Certes, l’ensemble ne repose pas sur rien: issu de la littérature asiatique (
Bokee Kyotee de Shimako Iwai), se déroulant dans un univers de fantasmes étroitement liés à l’imaginaire collectif (le bordel aux archétypes dynamités, comme la prédatrice qui se déguise en infirmière dans
Audition), son récit de sang et de sexe décortique les mythes. Miike lui confère une propension au sadisme, une dimension symbolique très appuyée et une immoralité de rigueur. Les tortures sont impressionnantes et pas nécessairement agréables à l’oeil: comme dans
Audition, un personnage se fait introduire des aiguilles dans des zones très sensibles (ici, les ongles et les gencives). Comme dans quasiment tous ses films (à l’exception des plus commerciaux), il transgresse la gravité de ses sujets (ici, l’avortement, sujet controversé s’il en est, retranscrit avec une barbarie hallucinante) et assène deux trois choses cruelles qui appartiennent à une époque certes révolue mais dérange toujours. D’où la force d’

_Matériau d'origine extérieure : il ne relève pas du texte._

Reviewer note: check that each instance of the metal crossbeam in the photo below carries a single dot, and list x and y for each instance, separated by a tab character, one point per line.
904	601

Imprint: traiter de notions a priori archaïques pour mieux déranger aujourd’hui.
C’est à la fois factuel, prosaïque, métaphysique, onirique et littéraire. Le mélange d’expérimentation et d’effluves gore rapproche
Imprint de
Box, le segment qu’il a réalisé pour le triptyque
Trois extrêmes dans lequel, à travers une narration complexe, il plongeait dans le tumulte intérieur d’une écrivaine brouillant la frontière entre réalité et fiction. Ici, c’est le même cheminement chaotique et halluciné où l’horreur du passé vient se cogner à la douleur du présent. Incidemment, le soin apporté à la forme (belle photographie) abonde dans ce sens (plus de la veine élégante d’
Audition que du cradingue
Visitor Q). Que ce soit Billy Drago ou Youki Kudoh, les acteurs sont à l’aise comme des poissons hors de l’eau et collent au malaise de leurs personnages et, corrélat, du spectateur. Alors qu’il alterne des projets commerciaux voire alimentaires avec des productions indépendantes (voir son dernier
Big Bang Juvenile A), Miike souligne à travers ce sketch horrifique une vraie capacité à conserver sa singularité dans un système a fortiori régi par des cahiers des charges et des contingences. Par ailleurs, comme dans ses meilleurs films, Miike n’œuvre pas dans l’horreur instantanée mais dans l’angoisse sourde, celle qui perdure une fois l’objet consommé. C’est en cela qu’il a sans doute choqué: ses effets se révèlent après la projection et réveillent des choses persos, notamment sur les tabous, qu’on n’est pas sûrs de vouloir connaître.